実家は、昭和三十年代の後半に建てられた木造の平屋だ。レンタルした電動ベッドを設置するため和室を片付け、補助金を使ってトイレまでの動線に手摺りを取り付けた。四月になってもまだ肌寒い日があり、外窓だけでなく、廊下と座敷を仕切る木製の引き戸にも隙間があったため、風が吹くたびにガラスがカタカタと鳴る音がした。
病院の空調が効いた分厚い窓から、この隙間だらけの窓に移って、じいちゃんは大丈夫だろうか。しかし、僕たち家族の結論は、とにかく本人の望むとおりにすることだったので、僕も弟も何も口を出さなかった。ガラス戸にはカーテンはなく、光を乱反射させる凹凸模様が刻まれており、外からの視線を遮りつつ、室内に柔らかな光を取り込んでいた。
じいちゃんが実家に帰ったのは、ゴールデンウィーク前だ。昼間は看護師やヘルパーが来てくれるので、僕たち家族四人は、交代で実家に泊まり込むことにした。病院ではあまり食欲がなかったじいちゃんだったが、実家に戻ってからは、食べたいときに食べたいものを食べるという生活になり、少しずつ食欲が出てきたようだ。

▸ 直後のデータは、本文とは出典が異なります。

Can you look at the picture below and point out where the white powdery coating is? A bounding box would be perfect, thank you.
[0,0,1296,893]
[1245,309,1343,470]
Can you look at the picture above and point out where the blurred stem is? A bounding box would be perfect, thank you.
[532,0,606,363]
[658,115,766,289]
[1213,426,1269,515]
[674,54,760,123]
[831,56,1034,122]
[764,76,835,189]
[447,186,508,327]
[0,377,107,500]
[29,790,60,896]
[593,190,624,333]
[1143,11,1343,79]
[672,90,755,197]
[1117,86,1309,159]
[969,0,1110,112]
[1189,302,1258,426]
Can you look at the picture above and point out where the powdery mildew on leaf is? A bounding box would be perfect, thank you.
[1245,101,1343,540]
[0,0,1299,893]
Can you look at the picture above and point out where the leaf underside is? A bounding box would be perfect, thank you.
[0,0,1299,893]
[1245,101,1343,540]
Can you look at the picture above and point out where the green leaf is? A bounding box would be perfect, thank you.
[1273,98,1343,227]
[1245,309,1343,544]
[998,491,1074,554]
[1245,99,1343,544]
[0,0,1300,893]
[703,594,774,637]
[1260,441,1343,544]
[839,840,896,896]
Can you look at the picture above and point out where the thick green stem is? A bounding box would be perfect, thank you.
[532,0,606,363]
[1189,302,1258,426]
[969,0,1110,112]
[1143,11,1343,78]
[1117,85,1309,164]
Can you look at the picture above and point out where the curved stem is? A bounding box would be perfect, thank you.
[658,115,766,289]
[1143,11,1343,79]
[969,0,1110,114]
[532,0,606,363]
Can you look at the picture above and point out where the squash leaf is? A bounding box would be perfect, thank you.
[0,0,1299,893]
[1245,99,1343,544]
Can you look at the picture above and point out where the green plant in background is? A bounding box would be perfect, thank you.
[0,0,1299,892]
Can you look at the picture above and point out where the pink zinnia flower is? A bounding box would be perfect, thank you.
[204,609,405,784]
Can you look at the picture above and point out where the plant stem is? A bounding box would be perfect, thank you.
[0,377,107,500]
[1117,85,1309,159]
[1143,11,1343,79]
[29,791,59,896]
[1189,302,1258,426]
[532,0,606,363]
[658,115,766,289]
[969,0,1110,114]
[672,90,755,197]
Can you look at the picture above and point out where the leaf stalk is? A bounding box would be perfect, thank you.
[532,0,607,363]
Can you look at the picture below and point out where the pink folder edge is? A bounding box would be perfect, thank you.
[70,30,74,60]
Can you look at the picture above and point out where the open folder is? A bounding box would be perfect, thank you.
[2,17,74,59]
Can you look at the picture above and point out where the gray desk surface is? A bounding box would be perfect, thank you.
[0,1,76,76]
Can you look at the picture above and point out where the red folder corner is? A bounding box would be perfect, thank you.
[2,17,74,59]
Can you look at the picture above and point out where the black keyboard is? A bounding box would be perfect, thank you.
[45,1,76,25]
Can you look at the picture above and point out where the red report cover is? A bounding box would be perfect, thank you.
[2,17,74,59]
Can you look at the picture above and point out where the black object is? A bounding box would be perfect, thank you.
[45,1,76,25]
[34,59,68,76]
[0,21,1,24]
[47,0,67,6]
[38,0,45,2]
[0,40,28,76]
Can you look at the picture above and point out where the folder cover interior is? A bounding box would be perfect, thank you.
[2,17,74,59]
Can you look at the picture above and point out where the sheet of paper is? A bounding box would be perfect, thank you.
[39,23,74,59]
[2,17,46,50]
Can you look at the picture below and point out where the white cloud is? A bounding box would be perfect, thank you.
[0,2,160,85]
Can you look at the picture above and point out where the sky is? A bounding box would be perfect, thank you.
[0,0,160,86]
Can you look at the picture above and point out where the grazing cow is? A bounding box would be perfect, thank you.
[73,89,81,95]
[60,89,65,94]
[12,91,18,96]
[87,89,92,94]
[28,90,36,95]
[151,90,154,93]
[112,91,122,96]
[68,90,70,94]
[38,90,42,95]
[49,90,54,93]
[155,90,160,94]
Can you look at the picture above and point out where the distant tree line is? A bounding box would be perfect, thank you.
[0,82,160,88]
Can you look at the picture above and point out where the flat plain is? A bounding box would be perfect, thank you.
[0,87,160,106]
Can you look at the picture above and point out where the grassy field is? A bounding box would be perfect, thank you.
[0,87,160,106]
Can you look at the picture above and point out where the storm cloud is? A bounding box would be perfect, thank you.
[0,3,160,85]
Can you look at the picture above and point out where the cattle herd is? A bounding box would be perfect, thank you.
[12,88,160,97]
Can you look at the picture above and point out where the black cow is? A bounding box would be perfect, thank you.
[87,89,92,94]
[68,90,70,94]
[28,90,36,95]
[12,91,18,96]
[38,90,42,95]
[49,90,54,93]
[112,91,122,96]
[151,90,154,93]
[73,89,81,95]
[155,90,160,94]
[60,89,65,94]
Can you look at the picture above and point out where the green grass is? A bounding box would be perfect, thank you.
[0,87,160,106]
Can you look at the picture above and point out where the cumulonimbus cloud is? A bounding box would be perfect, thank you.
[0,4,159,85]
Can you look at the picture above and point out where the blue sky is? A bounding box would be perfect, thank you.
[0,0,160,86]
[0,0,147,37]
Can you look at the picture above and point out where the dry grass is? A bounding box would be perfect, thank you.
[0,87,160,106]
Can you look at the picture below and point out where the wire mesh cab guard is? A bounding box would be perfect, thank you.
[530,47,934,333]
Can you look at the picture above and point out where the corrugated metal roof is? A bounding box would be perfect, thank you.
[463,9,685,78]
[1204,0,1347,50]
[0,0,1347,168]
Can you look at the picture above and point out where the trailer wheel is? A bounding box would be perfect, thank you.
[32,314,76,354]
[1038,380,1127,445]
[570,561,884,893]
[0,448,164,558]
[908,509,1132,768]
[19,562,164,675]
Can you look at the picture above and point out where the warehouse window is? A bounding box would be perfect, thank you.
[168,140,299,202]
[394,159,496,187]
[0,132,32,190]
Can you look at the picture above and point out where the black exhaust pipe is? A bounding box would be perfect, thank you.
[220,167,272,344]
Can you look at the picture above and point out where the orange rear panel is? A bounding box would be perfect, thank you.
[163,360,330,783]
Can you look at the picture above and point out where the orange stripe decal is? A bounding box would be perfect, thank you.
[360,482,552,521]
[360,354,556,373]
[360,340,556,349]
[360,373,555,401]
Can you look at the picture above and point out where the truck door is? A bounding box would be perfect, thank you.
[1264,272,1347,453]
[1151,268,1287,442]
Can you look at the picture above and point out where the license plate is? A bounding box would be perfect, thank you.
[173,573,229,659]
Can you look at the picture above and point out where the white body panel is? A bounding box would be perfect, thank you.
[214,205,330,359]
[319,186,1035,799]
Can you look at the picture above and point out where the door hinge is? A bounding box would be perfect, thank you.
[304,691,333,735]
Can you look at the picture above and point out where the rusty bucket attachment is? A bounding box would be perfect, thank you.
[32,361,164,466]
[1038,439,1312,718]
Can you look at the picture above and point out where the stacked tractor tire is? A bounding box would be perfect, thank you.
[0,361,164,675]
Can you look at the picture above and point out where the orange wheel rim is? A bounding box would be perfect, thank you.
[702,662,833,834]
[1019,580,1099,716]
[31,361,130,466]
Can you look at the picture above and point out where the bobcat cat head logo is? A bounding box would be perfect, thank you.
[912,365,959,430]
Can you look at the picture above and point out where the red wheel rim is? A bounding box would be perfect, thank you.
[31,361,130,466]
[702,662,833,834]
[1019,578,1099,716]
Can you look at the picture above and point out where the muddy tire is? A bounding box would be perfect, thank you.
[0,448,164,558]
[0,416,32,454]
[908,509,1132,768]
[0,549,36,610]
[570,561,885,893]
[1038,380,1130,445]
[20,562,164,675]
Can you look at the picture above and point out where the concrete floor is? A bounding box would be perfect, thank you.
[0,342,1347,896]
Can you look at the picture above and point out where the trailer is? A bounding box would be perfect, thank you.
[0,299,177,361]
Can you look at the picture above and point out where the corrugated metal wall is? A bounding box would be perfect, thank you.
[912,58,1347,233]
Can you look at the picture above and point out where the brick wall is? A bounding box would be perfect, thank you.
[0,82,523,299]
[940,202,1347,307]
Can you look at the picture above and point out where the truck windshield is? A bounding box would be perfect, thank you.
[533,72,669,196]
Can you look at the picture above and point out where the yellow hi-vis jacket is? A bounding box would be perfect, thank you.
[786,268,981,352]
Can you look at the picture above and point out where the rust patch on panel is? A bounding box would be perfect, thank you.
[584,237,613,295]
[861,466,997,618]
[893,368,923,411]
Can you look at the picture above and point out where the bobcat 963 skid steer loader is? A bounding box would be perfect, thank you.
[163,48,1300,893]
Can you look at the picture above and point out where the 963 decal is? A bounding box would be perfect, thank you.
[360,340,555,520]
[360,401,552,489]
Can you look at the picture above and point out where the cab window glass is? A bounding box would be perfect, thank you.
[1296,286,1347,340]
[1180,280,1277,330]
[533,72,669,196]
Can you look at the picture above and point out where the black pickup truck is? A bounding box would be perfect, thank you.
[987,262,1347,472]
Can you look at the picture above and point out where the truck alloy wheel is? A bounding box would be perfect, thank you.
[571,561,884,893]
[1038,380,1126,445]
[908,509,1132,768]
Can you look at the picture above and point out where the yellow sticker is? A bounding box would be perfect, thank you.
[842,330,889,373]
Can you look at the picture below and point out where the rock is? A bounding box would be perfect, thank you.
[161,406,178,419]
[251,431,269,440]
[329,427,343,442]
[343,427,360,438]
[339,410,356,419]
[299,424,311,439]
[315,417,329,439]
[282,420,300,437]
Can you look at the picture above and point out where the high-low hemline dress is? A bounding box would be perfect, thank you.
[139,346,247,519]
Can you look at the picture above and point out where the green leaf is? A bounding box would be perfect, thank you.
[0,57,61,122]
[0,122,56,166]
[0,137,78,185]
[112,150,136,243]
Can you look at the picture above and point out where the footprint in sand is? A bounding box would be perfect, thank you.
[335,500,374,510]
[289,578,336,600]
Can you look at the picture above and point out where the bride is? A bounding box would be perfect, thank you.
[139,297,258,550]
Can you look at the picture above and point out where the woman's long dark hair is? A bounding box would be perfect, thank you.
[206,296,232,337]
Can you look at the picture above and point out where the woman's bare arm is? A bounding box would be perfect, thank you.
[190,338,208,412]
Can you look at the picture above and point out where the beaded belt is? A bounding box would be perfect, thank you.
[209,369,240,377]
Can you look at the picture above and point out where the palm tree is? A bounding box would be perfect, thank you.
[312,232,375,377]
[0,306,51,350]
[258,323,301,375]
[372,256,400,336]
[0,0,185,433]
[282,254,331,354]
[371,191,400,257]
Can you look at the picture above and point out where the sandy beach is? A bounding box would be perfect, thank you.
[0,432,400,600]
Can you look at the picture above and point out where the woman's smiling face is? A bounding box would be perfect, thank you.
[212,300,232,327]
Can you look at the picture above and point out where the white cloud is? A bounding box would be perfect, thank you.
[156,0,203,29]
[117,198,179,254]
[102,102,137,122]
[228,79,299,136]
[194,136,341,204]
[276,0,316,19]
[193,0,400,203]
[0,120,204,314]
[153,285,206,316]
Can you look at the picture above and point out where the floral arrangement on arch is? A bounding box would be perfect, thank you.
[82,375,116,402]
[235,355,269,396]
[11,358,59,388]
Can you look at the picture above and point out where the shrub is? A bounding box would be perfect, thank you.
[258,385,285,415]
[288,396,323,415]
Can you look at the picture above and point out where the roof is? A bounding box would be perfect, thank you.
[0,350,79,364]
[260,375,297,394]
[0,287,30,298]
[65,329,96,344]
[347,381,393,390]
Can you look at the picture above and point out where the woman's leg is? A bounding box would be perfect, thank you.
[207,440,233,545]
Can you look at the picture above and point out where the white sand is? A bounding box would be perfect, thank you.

僕がはじめて泊まった日、家から持ってきた夕食ではなく、インスタントラーメンが食べたいというので、じいちゃんが好きだというチキンラーメンを作った。三分の一ほどの量だったが、じいちゃんは美味しそうに食べてくれた。
次に泊まった日は、まだ昼の明るさが残る時間帯だった。磨りガラスを通して和室に差し込む光の中を、気持ちの良い風が吹き抜けている。しばらく、ベッドで横になったじいちゃんと話していると、「ワインが飲みたい」という。一瞬迷ったが、家族で決めたとおり、僕はコンビニにワインを買いに走った。そこで見つけたのが、ストローで飲む二百CCの赤ワインだった。
ストローを伸ばしてパックの差込口に固定し、チーズを一口食べるのを見て、じいちゃんにワインを差し出した。
「うまいなあ、一年ぶりや」じいちゃんは、うれしそうに二口飲んだ。
「あとはまた明日、残りは冷蔵庫にいれといて」とじいちゃん。
冷蔵庫を開けると、その光に照らされたのは、「楽園」というワインのラベルだった。